Real-World Troubleshooting Flow​
Here's how I troubleshoot production issues:
Step 1: Understand the problem
- What's the symptom?
- When did it start?
- What changed?
Step 2: Check cluster health
kubectl get nodes
kubectl get pods --all-namespaces
kubectl top nodes
Step 3: Narrow down
- Which namespace?
- Which pod?
- Which service?
Step 4: Gather information
kubectl describe pod <pod-name>
kubectl logs <pod-name> --previous
kubectl get events --sort-by='.lastTimestamp'
Step 5: Analyze
- What's the error?
- What's the pattern?
- What's likely wrong?
Step 6: Fix
- Apply the fix
- Monitor the result
Step 7: Verify
kubectl get pods
kubectl logs <pod-name>
# Test the application
My Take: The Troubleshooting Mindset​
I used to panic when things broke. I'd try random fixes. I'd guess.
Then I learned the systematic approach:
- Stay calm - Panic doesn't help
- Follow the process - Systematic approach works
- Gather evidence - Don't guess, investigate
- Fix root cause - Not just symptoms
- Verify - Make sure it works
Now I fix issues in minutes, not hours. The process works.
Memory Tip: The Detective Analogy​
Troubleshooting is like being a detective:
- Understand the crime (symptom)
- Gather evidence (logs, events, describe)
- Follow leads (check resources, configurations)

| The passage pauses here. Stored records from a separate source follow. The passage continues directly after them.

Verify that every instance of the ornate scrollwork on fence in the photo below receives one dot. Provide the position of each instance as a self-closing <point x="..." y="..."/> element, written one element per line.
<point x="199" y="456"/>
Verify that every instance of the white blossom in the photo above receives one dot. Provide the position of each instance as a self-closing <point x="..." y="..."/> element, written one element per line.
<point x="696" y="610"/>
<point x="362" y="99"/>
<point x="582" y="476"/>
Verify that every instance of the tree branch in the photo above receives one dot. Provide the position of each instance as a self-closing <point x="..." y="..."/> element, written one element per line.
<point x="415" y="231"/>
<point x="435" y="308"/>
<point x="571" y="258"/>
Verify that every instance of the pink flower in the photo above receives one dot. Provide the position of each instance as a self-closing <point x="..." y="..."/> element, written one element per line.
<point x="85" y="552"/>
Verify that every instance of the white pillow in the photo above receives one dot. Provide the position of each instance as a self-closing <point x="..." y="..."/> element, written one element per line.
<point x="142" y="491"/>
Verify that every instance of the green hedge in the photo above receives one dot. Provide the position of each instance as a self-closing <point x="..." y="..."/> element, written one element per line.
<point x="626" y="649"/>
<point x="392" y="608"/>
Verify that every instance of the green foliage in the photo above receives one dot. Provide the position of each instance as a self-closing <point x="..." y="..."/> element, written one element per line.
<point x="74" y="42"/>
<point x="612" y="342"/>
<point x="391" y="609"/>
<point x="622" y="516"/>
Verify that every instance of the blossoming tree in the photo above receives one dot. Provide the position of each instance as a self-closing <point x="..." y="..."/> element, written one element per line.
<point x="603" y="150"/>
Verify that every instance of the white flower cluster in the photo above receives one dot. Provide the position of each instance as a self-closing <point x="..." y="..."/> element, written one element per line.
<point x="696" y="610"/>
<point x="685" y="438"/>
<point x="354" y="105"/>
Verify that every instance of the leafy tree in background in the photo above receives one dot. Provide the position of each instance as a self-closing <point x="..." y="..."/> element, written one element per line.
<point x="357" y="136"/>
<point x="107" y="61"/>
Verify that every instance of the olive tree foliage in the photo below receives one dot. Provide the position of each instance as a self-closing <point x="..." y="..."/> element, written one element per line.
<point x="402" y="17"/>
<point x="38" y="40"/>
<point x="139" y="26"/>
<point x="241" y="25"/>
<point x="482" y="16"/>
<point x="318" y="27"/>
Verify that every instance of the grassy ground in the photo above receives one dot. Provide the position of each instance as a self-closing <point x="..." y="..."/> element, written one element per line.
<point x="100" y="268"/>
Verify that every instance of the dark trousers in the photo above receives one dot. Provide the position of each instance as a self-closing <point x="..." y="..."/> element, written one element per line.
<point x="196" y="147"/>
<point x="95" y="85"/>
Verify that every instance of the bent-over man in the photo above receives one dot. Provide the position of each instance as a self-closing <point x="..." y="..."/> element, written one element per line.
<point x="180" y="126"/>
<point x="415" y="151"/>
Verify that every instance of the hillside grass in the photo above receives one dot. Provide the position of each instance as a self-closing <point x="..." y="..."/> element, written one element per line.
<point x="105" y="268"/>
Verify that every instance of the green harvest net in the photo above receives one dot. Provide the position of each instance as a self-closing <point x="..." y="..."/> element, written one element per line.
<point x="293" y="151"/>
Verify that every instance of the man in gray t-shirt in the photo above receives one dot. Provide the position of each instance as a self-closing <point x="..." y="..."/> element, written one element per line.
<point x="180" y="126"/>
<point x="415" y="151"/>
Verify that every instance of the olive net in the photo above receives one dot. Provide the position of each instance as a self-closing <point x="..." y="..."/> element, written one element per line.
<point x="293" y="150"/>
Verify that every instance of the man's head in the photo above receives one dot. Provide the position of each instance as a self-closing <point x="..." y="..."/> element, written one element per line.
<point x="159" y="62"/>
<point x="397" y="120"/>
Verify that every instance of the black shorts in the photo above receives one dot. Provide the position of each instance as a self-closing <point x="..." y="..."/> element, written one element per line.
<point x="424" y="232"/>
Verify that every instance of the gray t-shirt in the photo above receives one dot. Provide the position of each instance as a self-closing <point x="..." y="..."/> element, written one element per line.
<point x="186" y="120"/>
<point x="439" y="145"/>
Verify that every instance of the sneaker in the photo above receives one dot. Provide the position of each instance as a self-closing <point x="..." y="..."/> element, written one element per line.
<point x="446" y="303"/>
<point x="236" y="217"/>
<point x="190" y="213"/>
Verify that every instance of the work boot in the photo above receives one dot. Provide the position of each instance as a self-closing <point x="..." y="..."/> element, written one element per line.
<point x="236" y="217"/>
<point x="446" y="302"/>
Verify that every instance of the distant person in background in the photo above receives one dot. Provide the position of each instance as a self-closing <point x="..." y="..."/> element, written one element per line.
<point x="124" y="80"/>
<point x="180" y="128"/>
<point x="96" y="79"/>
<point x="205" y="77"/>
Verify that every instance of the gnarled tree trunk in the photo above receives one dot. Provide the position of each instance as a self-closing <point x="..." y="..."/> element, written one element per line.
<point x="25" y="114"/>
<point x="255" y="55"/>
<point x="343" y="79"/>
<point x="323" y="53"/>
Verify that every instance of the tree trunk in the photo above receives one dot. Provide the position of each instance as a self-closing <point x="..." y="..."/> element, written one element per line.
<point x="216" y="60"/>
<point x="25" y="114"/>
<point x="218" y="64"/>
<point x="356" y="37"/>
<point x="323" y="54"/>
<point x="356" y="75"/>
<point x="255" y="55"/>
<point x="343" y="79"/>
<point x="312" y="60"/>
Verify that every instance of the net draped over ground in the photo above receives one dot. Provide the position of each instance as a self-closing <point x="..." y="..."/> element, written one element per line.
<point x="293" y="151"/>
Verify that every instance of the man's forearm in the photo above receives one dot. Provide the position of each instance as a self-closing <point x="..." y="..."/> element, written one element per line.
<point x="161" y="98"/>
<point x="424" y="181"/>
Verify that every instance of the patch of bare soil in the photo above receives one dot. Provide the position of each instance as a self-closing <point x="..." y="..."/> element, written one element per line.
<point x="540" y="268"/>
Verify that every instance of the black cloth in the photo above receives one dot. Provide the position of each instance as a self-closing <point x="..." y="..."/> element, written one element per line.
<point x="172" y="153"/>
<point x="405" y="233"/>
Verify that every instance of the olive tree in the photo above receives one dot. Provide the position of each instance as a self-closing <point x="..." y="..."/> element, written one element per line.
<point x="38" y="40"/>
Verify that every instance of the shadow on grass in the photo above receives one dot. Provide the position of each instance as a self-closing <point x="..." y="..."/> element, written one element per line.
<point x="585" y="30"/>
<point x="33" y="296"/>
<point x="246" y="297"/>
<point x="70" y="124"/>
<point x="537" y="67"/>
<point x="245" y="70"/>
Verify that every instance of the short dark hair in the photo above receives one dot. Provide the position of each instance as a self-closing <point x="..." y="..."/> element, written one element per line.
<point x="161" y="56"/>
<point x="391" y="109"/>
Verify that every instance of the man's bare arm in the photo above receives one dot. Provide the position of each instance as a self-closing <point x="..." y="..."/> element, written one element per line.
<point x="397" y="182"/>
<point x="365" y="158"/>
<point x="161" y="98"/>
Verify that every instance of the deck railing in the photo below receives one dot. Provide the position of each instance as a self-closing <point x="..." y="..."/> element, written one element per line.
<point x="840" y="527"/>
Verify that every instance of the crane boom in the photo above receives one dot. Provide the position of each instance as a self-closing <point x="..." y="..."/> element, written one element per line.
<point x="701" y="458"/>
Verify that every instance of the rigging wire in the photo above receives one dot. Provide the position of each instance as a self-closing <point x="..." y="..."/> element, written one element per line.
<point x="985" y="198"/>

- Form hypothesis (likely cause)
- Test theory (try fix)
- Verify solution (confirm it works)
Once you see it this way, troubleshooting becomes systematic.
Key Takeaways​
- Have a framework - Systematic approach works
- Gather information - Don't guess, investigate
- Use the tools - kubectl describe, logs, events
- Fix root cause - Not just symptoms
- Verify - Make sure it works
What's Next?​
Now that you have the complete troubleshooting guide, you're ready to debug any Kubernetes issue. Practice. Use this guide. Master troubleshooting.
Remember: Troubleshooting isn't about knowing everything. It's about having a systematic approach. Follow the process. It works.